In any case, while I was doing some research on pirates (like you do), I was a little taken aback to start finding references to Quakers living in the West Indies, Jamaica and Barbados in particular, during the 17th century. Upon reflection, it made some sense, pacifists who didn't kowtow to church authorities or the English class structure were not very popular with EITHER Cromwell's lot or the regency. The West Indies provided economic opportunity and opportunity to practice their religion more freely. It's no doubt for similar reasons that many Jewish people were immigrating to the West Indies during that time as well. Some Quakers may also have come as slaves shipped over by England to work the plantations (*gasp* that's what happens to Captain Blood!!!). For whatever reason, come they did! According to http://www.quakersintheworld.org/quakers-in-action/268/Quakers-in-Jamaica-and-Barbados by 1700 there were 10,000 Quakers in Jamaica and Barbados had enough Quakers to support five meeting houses. Even the founder of the Society of Friends, George Fox, visited the West Indies.
It wasn't a good fit.
This was a time and place where being a buccaneer was a reasonably valid career choice (really more something you'd do as a temp gig, long term piracy tended to not work out). Piracy couldn't have been popular in a population of pious pacificts. And then there was the slave trade... the booming economy of the West Indies was built upon the harsh enslavement of native populations and slaves brought over from Africa. Undoubtedly, some Quakers left the faith in favor of profits while many extricated themselves to areas like Pennsylvania, in any case that explosion of a Quaker population in the West Indies was not sustained. In the span of 50 years, those 10,000 Quakers living in Jamaica had dwindled to 500. Did any Quakers during that time serve upon any pirate vessels? I haven't found any evidence that they did, and it's certainly difficult to reconcile the realities of pirate life and the tenets of Quakerism. However, we did have a bigot and war advocate as president of the United States who identified as being a Quaker, so who's to say?

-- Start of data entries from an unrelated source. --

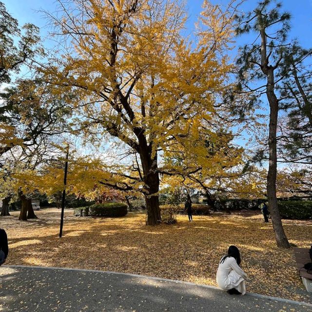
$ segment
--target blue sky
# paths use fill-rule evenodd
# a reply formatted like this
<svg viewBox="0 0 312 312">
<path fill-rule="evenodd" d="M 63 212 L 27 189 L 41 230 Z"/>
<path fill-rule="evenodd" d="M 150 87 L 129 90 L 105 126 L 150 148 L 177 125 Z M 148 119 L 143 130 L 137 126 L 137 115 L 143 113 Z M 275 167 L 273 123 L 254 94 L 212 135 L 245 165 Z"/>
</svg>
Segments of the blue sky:
<svg viewBox="0 0 312 312">
<path fill-rule="evenodd" d="M 47 29 L 44 26 L 46 20 L 42 13 L 38 10 L 45 10 L 50 12 L 56 10 L 56 3 L 54 0 L 1 0 L 5 4 L 9 12 L 17 19 L 20 24 L 30 22 L 41 28 L 41 34 L 44 36 L 47 34 Z M 289 34 L 291 39 L 297 39 L 299 43 L 306 48 L 312 47 L 312 0 L 280 0 L 283 4 L 283 8 L 292 15 L 292 29 Z M 211 0 L 214 4 L 226 4 L 229 0 Z M 248 12 L 253 9 L 258 2 L 258 0 L 246 0 L 241 10 Z M 186 34 L 192 33 L 194 23 L 197 21 L 202 11 L 202 0 L 187 0 L 187 9 L 189 20 L 187 23 Z M 253 37 L 253 38 L 254 38 Z M 248 37 L 243 37 L 237 39 L 236 46 L 238 47 L 243 45 Z M 237 49 L 231 52 L 234 56 Z M 264 98 L 264 102 L 266 99 Z M 243 135 L 245 139 L 249 136 Z M 244 145 L 244 143 L 239 140 L 237 143 Z"/>
<path fill-rule="evenodd" d="M 42 14 L 36 10 L 43 9 L 50 12 L 55 10 L 56 3 L 54 0 L 2 0 L 9 12 L 18 20 L 20 24 L 31 22 L 39 27 L 43 27 L 46 21 Z M 212 0 L 214 3 L 226 4 L 228 0 Z M 257 0 L 247 0 L 242 9 L 248 11 L 255 7 Z M 290 37 L 296 38 L 304 46 L 311 45 L 312 38 L 312 0 L 281 0 L 285 10 L 292 15 L 292 29 Z M 194 26 L 202 10 L 202 0 L 188 0 L 187 7 L 189 20 L 187 26 L 190 31 Z M 46 31 L 42 29 L 44 34 Z M 238 39 L 238 44 L 243 39 Z"/>
</svg>

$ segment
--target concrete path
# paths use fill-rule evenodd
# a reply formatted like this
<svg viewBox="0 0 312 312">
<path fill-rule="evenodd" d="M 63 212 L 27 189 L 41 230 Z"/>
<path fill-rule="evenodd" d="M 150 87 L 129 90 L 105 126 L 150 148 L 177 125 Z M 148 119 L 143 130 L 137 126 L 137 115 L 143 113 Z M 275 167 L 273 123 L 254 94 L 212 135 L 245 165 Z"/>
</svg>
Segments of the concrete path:
<svg viewBox="0 0 312 312">
<path fill-rule="evenodd" d="M 133 274 L 3 266 L 0 312 L 301 312 L 312 305 Z"/>
</svg>

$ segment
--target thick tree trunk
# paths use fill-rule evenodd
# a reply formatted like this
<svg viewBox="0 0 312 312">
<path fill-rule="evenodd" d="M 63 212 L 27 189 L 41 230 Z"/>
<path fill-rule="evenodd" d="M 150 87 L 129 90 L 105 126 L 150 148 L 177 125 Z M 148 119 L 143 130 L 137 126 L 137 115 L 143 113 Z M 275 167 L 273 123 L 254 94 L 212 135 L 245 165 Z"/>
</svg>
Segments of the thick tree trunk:
<svg viewBox="0 0 312 312">
<path fill-rule="evenodd" d="M 11 200 L 11 197 L 9 196 L 6 197 L 2 200 L 2 210 L 0 215 L 4 216 L 5 215 L 10 215 L 9 213 L 9 203 Z"/>
<path fill-rule="evenodd" d="M 38 219 L 37 215 L 35 214 L 33 205 L 31 204 L 31 199 L 27 199 L 27 219 Z"/>
<path fill-rule="evenodd" d="M 129 200 L 129 198 L 128 196 L 125 196 L 125 198 L 126 199 L 126 201 L 127 202 L 127 204 L 128 205 L 128 207 L 129 208 L 129 211 L 132 211 L 132 205 L 131 205 L 131 203 L 130 201 Z"/>
<path fill-rule="evenodd" d="M 149 177 L 150 185 L 148 187 L 150 192 L 144 194 L 146 209 L 147 209 L 147 224 L 157 225 L 161 222 L 159 200 L 158 192 L 159 190 L 159 180 L 158 174 L 151 175 Z M 153 194 L 157 194 L 156 195 Z"/>
<path fill-rule="evenodd" d="M 146 189 L 143 194 L 147 209 L 148 225 L 157 225 L 161 222 L 158 192 L 159 176 L 157 172 L 157 153 L 154 156 L 152 143 L 147 145 L 146 138 L 142 135 L 138 136 L 140 141 L 140 158 L 143 170 L 143 178 Z"/>
<path fill-rule="evenodd" d="M 20 198 L 21 200 L 21 208 L 20 209 L 20 217 L 19 220 L 22 221 L 27 221 L 27 211 L 28 211 L 28 200 L 26 198 L 26 196 L 24 195 L 22 192 L 20 192 L 19 194 Z"/>
<path fill-rule="evenodd" d="M 267 182 L 267 192 L 269 208 L 272 220 L 273 230 L 277 247 L 289 248 L 290 245 L 284 231 L 277 205 L 276 197 L 276 128 L 278 114 L 278 101 L 274 93 L 274 72 L 269 68 L 267 74 L 267 97 L 270 104 L 270 124 L 269 127 L 269 171 Z"/>
<path fill-rule="evenodd" d="M 213 199 L 211 195 L 209 192 L 206 191 L 205 195 L 207 204 L 213 209 L 213 210 L 215 212 L 216 211 L 216 207 L 215 207 L 215 200 Z"/>
</svg>

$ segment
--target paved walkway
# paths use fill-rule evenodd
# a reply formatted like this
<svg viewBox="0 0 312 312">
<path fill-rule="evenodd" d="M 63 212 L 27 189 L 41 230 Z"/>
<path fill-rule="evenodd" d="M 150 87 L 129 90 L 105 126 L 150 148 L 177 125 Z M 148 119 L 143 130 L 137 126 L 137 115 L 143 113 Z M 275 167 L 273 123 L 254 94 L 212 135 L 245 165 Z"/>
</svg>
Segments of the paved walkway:
<svg viewBox="0 0 312 312">
<path fill-rule="evenodd" d="M 132 274 L 3 266 L 0 312 L 9 311 L 306 312 L 312 305 Z"/>
</svg>

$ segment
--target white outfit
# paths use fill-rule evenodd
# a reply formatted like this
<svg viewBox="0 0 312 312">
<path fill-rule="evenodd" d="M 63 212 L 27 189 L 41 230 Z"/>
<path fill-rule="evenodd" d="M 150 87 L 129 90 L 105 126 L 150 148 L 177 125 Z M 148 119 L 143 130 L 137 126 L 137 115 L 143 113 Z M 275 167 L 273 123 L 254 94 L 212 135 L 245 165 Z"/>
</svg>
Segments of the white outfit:
<svg viewBox="0 0 312 312">
<path fill-rule="evenodd" d="M 221 258 L 223 258 L 223 257 Z M 240 268 L 233 257 L 227 257 L 222 263 L 219 263 L 216 272 L 216 282 L 219 287 L 227 291 L 235 288 L 242 294 L 246 293 L 245 281 L 247 276 Z"/>
</svg>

The image at the top is from a book I read many times as a child called "Obadiah the Bold", one of several books about a young 19th century Quaker boy on Nantucket by Brinton Turkle. In this book young Obadiah day dreams about being a bold and respected pirate. A notion mocked by his brothers and rather sweetly supported by his father: "...if that is thy heart's desire, I hope thee will be a good one." Hmmm, a Quaker boy dreaming of being a pirate, go figure that this book spoke to me. The ending made it all the more poignant for me as Obadiah's father inspires him with tales of a non-piratical mariner who was bold and respected. Specifically, Obadiah's own grandfather who had successfully sailed around Cape Horn. Something my own grandfather did as well.
As a member of societies, both Religious and civil, I make for a terrible pirate. Or perhaps the best kind. Pass the rum.
On the off chance you're curious about my grandfather's exploits, or the world of mono-hull trans-ocean solo sailing, I recommend checking out the book he wrote: https://www.amazon.com/Moonshine-Logs-Francis-Stokes/dp/0924486678/ref=sr_1_sc_2?ie=UTF8&qid=1538368972&sr=8-2-spell&keywords=the+mooneshine+logs I think it's great! But he's my hero (even more so than Captain Blood!), so I might be biased.